First time (or after restarting your computer):

docker compose up -d
npm run dev

Every other time:

npm run dev

Postgres stays running in Docker, so you just need to start your server.


Using Prisma in your code

Here's how you'd create a user:

import express from "express";
import prisma from "./lib/prisma";

const app = express();
app.use(express.json());

app.post("/users", async (req, res) => {
  const { name, email } = req.body;
  
  try {
    const user = await prisma.user.create({
      data: { name, email },
    });
    res.json(user);
  } catch (error) {
    res.status(500).json({ error: "Failed to create user" });
  }
});

app.listen(3000);

Why this setup works

  • You can deploy it anywhere (Render, Railway, fly.io, whatever)
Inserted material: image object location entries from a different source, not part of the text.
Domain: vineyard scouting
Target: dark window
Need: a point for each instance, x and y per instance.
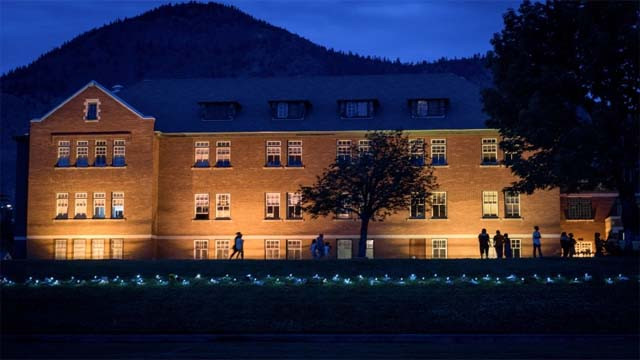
(92, 111)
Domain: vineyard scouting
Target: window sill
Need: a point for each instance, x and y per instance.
(88, 167)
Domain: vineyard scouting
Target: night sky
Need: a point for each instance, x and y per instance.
(409, 30)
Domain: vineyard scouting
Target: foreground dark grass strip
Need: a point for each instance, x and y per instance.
(599, 267)
(531, 308)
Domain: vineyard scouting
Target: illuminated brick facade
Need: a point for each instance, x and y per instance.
(156, 187)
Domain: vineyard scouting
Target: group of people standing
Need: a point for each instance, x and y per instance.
(499, 247)
(319, 248)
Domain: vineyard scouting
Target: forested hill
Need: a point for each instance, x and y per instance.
(183, 40)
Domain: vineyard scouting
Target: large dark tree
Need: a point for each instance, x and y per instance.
(377, 180)
(565, 95)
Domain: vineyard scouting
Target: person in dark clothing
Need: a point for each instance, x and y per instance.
(564, 244)
(483, 239)
(498, 243)
(508, 253)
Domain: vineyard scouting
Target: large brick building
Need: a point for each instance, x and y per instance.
(219, 156)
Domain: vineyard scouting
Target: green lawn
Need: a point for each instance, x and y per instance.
(590, 307)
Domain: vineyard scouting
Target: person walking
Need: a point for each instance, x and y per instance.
(564, 244)
(498, 244)
(537, 243)
(508, 253)
(238, 247)
(483, 240)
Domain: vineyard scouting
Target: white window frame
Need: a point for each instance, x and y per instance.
(222, 249)
(99, 201)
(489, 150)
(344, 249)
(438, 251)
(294, 149)
(117, 204)
(439, 198)
(62, 205)
(273, 150)
(438, 150)
(117, 249)
(201, 206)
(294, 249)
(511, 206)
(60, 249)
(79, 249)
(221, 212)
(223, 151)
(97, 249)
(294, 205)
(343, 150)
(272, 249)
(272, 206)
(200, 249)
(489, 206)
(81, 200)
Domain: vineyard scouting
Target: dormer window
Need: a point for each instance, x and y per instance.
(288, 110)
(423, 108)
(218, 110)
(351, 109)
(92, 110)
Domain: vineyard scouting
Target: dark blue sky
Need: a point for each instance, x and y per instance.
(410, 30)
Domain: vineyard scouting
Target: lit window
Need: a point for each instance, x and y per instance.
(439, 205)
(344, 150)
(369, 249)
(79, 249)
(117, 205)
(117, 248)
(294, 249)
(60, 249)
(294, 208)
(294, 153)
(511, 204)
(439, 152)
(202, 153)
(416, 150)
(82, 153)
(222, 249)
(201, 249)
(490, 151)
(344, 248)
(202, 206)
(273, 153)
(579, 208)
(101, 153)
(81, 206)
(99, 203)
(490, 204)
(92, 110)
(223, 154)
(62, 205)
(119, 149)
(223, 206)
(97, 249)
(64, 151)
(272, 201)
(439, 248)
(417, 210)
(364, 147)
(272, 249)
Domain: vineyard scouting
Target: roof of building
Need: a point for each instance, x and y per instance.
(175, 102)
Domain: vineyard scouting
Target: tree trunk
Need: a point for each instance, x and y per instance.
(362, 244)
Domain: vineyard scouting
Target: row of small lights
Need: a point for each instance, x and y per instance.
(249, 279)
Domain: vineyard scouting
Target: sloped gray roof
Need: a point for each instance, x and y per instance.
(174, 102)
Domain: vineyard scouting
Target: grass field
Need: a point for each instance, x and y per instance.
(591, 307)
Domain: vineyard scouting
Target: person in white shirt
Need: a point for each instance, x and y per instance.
(536, 241)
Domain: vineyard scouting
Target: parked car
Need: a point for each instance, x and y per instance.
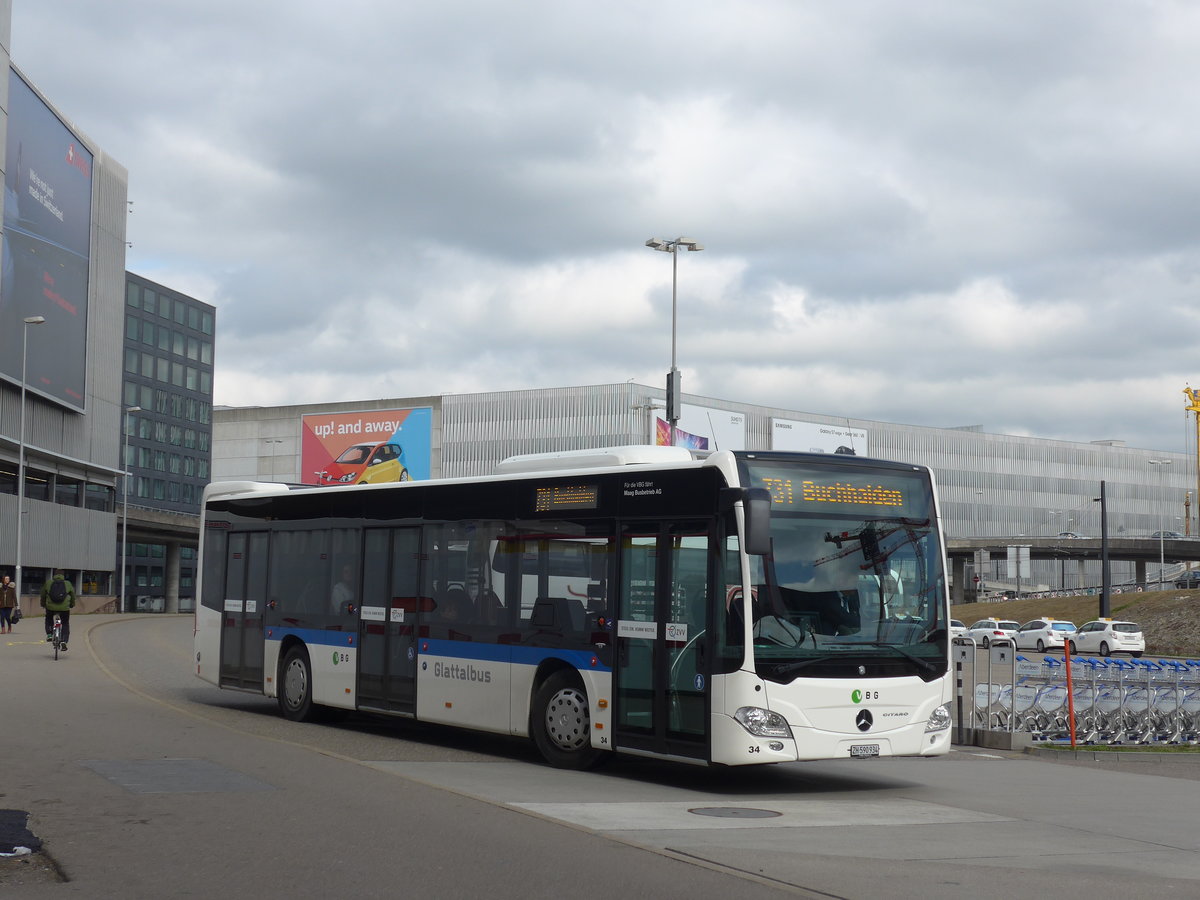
(1042, 634)
(984, 631)
(1188, 580)
(1109, 636)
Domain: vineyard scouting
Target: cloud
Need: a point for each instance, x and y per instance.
(936, 214)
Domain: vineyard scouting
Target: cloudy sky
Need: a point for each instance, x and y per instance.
(929, 213)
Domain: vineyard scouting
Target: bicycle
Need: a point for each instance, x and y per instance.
(57, 635)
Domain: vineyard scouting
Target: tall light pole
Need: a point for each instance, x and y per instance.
(273, 442)
(675, 393)
(1162, 534)
(125, 498)
(21, 455)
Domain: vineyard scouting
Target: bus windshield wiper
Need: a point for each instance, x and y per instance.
(923, 663)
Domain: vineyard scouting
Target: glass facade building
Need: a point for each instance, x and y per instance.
(167, 432)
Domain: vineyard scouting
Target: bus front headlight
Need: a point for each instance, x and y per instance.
(940, 719)
(763, 723)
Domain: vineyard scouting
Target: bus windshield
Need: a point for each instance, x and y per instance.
(855, 576)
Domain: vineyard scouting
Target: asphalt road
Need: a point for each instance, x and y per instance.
(144, 781)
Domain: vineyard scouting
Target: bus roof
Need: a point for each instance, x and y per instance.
(594, 459)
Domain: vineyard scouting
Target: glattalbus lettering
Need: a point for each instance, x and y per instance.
(462, 673)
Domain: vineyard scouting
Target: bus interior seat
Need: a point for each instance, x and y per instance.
(557, 613)
(454, 604)
(598, 600)
(491, 610)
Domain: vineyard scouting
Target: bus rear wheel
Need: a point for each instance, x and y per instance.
(295, 687)
(561, 723)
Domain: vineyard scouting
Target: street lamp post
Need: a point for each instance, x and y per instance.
(1162, 534)
(21, 454)
(125, 498)
(273, 442)
(675, 391)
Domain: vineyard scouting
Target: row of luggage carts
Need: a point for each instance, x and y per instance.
(1116, 701)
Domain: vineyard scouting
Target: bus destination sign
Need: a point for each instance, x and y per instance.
(562, 497)
(881, 492)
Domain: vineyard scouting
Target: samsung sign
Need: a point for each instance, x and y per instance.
(47, 246)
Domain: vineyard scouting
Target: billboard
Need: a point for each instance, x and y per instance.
(47, 247)
(703, 429)
(816, 438)
(367, 447)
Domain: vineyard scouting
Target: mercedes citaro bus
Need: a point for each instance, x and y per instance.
(739, 607)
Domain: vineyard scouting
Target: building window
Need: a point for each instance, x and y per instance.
(67, 491)
(99, 497)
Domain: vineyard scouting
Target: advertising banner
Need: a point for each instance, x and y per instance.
(816, 438)
(367, 447)
(47, 246)
(703, 429)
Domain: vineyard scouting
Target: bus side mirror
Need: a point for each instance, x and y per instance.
(757, 515)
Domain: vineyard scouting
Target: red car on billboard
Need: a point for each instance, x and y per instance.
(366, 465)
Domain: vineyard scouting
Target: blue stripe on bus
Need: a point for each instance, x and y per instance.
(582, 660)
(313, 636)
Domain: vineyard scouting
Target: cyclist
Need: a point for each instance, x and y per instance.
(58, 597)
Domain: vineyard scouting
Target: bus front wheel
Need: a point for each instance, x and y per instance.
(295, 687)
(561, 723)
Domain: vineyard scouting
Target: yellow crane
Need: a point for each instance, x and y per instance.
(1193, 406)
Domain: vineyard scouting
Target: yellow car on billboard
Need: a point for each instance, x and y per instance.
(367, 465)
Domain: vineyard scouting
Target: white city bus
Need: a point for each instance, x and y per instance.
(743, 607)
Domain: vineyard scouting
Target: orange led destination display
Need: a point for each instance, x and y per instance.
(787, 492)
(853, 490)
(557, 497)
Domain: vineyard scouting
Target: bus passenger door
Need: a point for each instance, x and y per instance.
(388, 619)
(661, 670)
(245, 598)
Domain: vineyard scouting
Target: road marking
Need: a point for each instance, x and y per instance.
(793, 814)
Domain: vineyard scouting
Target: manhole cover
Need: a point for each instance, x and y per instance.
(735, 813)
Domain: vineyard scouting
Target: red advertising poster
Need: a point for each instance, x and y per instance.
(367, 447)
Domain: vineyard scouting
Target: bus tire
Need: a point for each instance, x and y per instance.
(561, 723)
(295, 687)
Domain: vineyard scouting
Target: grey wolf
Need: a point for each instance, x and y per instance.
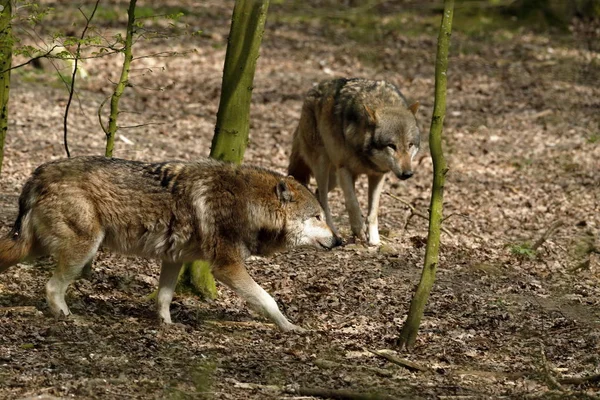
(173, 211)
(351, 127)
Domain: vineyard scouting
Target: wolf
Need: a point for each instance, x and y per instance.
(351, 127)
(173, 211)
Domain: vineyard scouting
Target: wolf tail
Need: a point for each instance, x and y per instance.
(298, 168)
(15, 246)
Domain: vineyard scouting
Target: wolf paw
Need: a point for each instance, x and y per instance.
(295, 329)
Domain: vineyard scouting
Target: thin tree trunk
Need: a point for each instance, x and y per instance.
(417, 306)
(233, 118)
(123, 81)
(6, 44)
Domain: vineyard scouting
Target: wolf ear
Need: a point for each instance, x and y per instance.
(414, 107)
(283, 192)
(372, 115)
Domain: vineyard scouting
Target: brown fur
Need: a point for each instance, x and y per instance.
(175, 212)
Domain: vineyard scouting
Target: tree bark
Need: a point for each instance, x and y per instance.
(233, 118)
(6, 44)
(409, 331)
(123, 82)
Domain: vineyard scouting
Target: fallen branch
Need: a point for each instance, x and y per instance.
(335, 394)
(411, 366)
(547, 234)
(327, 364)
(19, 310)
(574, 380)
(550, 380)
(340, 394)
(241, 324)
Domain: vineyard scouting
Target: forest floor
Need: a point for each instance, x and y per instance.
(504, 320)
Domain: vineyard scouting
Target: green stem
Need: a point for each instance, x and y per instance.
(409, 331)
(123, 81)
(6, 44)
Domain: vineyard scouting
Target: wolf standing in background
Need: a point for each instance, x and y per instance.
(350, 127)
(176, 212)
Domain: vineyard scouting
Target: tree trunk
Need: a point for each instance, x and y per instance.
(123, 81)
(6, 43)
(417, 306)
(233, 118)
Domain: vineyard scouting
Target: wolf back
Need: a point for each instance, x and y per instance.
(173, 211)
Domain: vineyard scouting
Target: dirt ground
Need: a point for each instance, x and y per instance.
(521, 137)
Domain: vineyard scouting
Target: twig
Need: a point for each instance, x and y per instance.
(19, 310)
(340, 394)
(73, 77)
(414, 212)
(313, 392)
(574, 380)
(327, 364)
(100, 115)
(411, 366)
(141, 125)
(547, 234)
(550, 380)
(46, 54)
(241, 324)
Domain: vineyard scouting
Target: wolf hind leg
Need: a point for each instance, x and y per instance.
(323, 178)
(375, 189)
(235, 276)
(346, 180)
(70, 263)
(169, 275)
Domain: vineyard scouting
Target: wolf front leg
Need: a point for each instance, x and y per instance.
(166, 287)
(346, 181)
(235, 275)
(375, 188)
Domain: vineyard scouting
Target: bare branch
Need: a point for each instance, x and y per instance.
(46, 54)
(74, 75)
(414, 212)
(411, 366)
(141, 125)
(100, 115)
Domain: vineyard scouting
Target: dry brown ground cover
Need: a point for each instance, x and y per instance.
(522, 139)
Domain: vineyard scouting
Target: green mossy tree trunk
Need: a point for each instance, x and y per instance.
(233, 118)
(409, 331)
(123, 81)
(6, 44)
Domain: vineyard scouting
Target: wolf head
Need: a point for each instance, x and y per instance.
(396, 139)
(304, 217)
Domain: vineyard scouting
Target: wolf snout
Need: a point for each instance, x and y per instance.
(404, 175)
(331, 242)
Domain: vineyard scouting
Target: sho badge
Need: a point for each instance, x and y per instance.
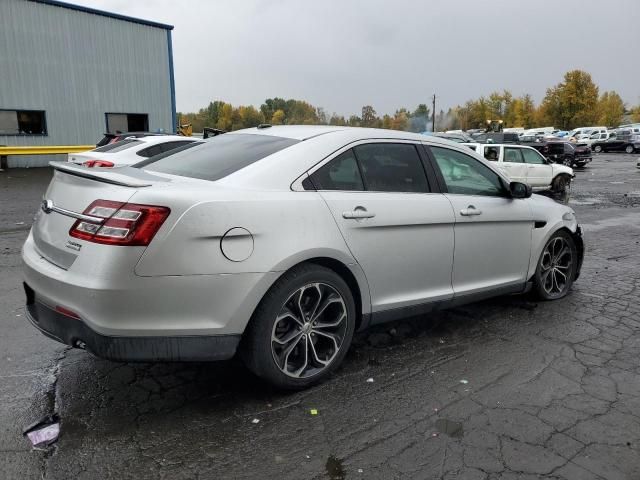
(47, 206)
(74, 246)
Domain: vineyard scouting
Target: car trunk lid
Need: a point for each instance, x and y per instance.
(72, 189)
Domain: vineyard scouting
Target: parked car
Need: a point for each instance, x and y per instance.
(281, 242)
(118, 136)
(129, 150)
(458, 137)
(566, 153)
(621, 140)
(526, 164)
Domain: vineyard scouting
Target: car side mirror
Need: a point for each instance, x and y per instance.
(520, 190)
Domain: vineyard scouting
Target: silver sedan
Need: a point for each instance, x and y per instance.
(279, 242)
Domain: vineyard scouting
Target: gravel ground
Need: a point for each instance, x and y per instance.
(502, 389)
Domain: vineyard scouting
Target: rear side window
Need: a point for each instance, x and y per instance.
(341, 173)
(391, 167)
(118, 146)
(512, 155)
(218, 157)
(463, 174)
(532, 157)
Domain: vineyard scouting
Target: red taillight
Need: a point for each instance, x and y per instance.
(122, 223)
(98, 163)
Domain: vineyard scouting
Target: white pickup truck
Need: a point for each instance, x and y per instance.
(525, 164)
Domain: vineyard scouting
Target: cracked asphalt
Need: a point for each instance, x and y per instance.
(503, 389)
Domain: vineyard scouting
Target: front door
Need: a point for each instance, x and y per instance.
(397, 230)
(492, 231)
(539, 172)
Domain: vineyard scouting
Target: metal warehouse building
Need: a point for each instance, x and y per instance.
(69, 73)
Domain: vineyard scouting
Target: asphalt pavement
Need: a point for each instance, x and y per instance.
(503, 389)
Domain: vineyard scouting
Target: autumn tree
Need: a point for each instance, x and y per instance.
(571, 103)
(419, 119)
(278, 117)
(611, 109)
(369, 117)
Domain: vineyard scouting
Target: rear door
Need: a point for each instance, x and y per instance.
(492, 230)
(539, 173)
(396, 228)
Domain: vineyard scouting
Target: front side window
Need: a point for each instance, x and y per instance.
(465, 175)
(532, 157)
(391, 167)
(341, 173)
(22, 122)
(512, 155)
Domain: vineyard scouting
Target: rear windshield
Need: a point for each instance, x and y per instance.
(218, 157)
(118, 146)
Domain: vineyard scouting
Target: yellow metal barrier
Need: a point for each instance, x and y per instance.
(45, 150)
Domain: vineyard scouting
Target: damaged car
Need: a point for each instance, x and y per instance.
(278, 243)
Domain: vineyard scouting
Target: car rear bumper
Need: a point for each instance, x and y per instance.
(74, 332)
(116, 303)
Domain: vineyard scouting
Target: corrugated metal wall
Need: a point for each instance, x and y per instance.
(78, 66)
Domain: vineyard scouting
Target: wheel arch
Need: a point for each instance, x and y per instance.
(341, 264)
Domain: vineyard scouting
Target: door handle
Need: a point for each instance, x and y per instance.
(358, 213)
(470, 211)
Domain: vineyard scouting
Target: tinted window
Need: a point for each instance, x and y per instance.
(512, 155)
(119, 146)
(465, 175)
(391, 167)
(533, 157)
(341, 173)
(491, 153)
(217, 157)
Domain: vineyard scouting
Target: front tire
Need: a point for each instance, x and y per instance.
(302, 328)
(556, 268)
(561, 184)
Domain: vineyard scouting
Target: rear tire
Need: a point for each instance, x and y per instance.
(302, 328)
(556, 268)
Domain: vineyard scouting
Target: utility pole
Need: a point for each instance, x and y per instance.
(433, 114)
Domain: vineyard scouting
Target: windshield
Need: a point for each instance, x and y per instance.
(218, 157)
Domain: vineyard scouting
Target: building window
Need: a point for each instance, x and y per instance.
(127, 122)
(22, 122)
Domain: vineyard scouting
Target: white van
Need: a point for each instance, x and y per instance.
(525, 164)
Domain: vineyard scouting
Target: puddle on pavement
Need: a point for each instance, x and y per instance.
(449, 427)
(334, 467)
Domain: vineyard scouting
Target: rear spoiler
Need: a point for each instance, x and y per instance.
(124, 176)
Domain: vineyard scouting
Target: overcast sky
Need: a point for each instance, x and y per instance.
(342, 54)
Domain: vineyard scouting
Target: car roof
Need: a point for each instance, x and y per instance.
(305, 132)
(165, 138)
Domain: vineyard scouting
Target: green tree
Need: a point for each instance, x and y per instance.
(400, 120)
(337, 120)
(278, 117)
(369, 117)
(611, 109)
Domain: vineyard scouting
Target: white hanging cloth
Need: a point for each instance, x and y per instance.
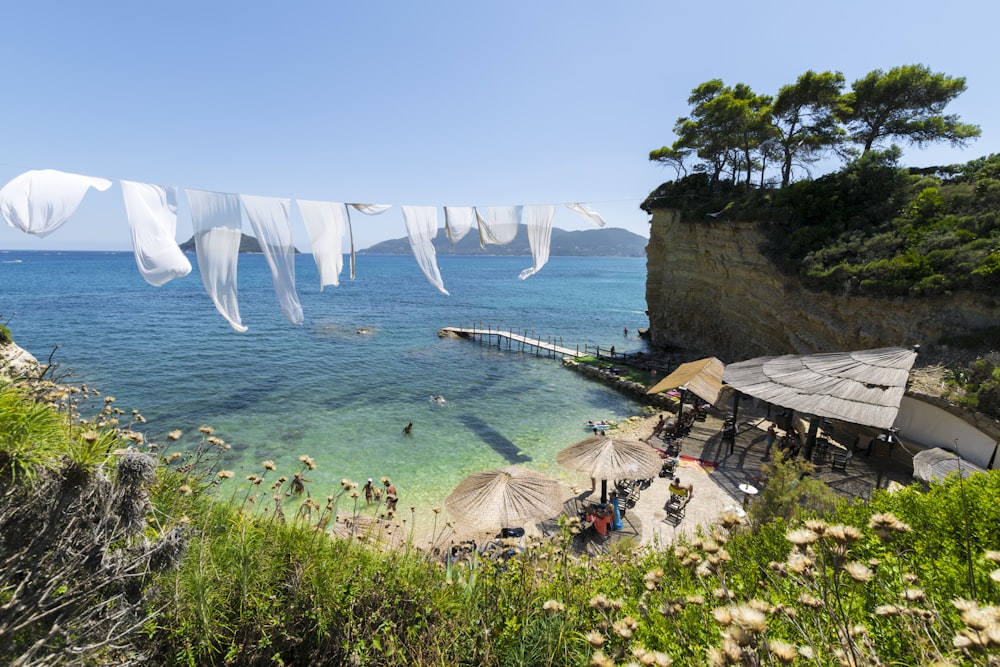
(39, 201)
(367, 209)
(152, 216)
(218, 227)
(325, 223)
(538, 220)
(500, 225)
(269, 219)
(421, 228)
(588, 213)
(458, 220)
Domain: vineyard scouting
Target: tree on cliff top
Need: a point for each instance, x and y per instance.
(906, 103)
(733, 130)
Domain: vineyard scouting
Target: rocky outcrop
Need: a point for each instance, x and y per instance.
(16, 362)
(709, 288)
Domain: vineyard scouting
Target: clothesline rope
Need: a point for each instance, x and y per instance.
(40, 201)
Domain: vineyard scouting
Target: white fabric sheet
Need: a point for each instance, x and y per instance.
(217, 224)
(458, 220)
(367, 209)
(39, 201)
(421, 227)
(500, 225)
(152, 216)
(326, 223)
(588, 213)
(269, 219)
(538, 220)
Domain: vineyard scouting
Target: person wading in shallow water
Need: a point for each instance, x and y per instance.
(390, 496)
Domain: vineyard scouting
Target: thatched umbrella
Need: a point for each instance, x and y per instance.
(505, 498)
(938, 463)
(605, 457)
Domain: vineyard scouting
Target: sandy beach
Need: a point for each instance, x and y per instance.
(713, 469)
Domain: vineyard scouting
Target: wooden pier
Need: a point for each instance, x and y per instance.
(520, 341)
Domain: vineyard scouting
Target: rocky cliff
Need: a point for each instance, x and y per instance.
(709, 288)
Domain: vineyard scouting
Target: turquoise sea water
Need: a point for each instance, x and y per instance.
(323, 389)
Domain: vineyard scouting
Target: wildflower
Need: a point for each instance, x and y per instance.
(844, 534)
(858, 572)
(801, 536)
(783, 651)
(810, 601)
(601, 660)
(816, 526)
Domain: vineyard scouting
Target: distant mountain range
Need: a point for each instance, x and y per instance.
(606, 242)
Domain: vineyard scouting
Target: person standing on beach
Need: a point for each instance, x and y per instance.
(390, 496)
(772, 435)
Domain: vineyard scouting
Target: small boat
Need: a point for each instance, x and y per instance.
(598, 425)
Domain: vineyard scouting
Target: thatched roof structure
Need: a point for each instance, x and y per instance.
(863, 387)
(703, 378)
(937, 463)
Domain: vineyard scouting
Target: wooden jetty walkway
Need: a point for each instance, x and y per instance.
(513, 341)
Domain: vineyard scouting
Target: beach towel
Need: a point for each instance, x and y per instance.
(218, 227)
(421, 228)
(152, 216)
(588, 213)
(538, 220)
(500, 225)
(458, 221)
(367, 209)
(326, 224)
(269, 219)
(39, 201)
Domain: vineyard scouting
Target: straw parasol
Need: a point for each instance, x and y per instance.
(605, 457)
(505, 498)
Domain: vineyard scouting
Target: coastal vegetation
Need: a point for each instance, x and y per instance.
(118, 549)
(873, 227)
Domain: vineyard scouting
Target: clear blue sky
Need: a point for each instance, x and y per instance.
(430, 103)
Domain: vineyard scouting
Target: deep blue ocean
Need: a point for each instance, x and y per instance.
(322, 388)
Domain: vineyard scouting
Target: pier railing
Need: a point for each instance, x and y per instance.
(526, 340)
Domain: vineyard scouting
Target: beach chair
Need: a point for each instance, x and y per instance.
(676, 505)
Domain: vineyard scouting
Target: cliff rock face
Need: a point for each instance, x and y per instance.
(710, 289)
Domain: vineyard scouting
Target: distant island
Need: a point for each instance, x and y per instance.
(607, 242)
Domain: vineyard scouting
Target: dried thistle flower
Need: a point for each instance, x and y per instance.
(858, 572)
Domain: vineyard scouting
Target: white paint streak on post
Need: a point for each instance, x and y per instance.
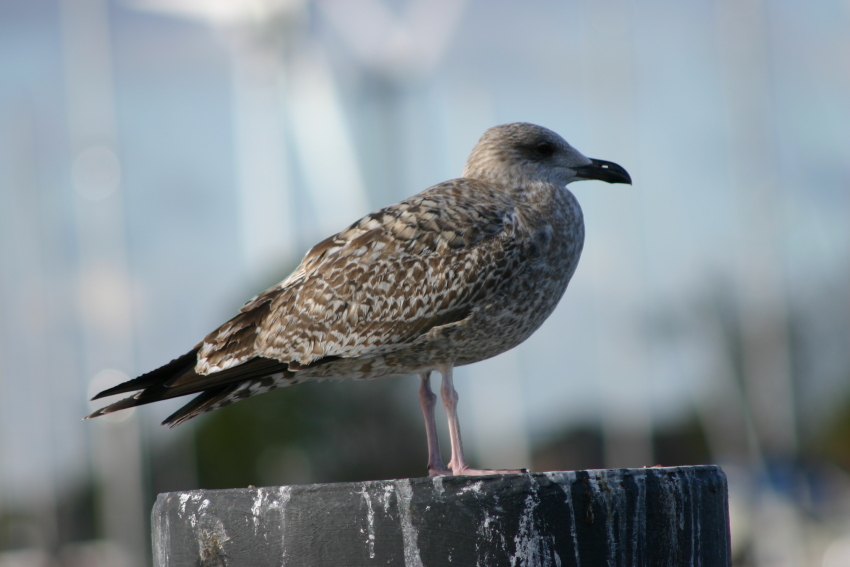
(404, 494)
(660, 516)
(370, 523)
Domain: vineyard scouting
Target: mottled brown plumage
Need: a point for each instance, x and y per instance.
(459, 273)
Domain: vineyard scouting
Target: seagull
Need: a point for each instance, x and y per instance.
(456, 274)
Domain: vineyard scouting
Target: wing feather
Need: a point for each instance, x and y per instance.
(377, 285)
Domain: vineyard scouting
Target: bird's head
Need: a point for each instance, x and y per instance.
(520, 153)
  • TypeScript catches dumb mistakes before you push to production

  • Docker means everyone on your team uses the exact same database setup

  • It's not doing anything weird or clever. Just straightforward stuff that works.


What to add next

Once this is working, you probably want:

  • Authentication (Clerk or Auth.js work well)

  • Input validation (use Zod)

  • Error handling middleware

  • Logging (Pino is good)

  • Tests if you're into that


Common problems

"Can't connect to database"

docker compose down -v
docker compose up -d
npx prisma migrate dev

"Can't find @prisma/client"

npx prisma generate

TypeScript complaining about Prisma files

Check that "exclude": ["prisma"] is in your tsconfig.json.


That's it

You now have a working Node.js backend that won't fall apart when you try to add features.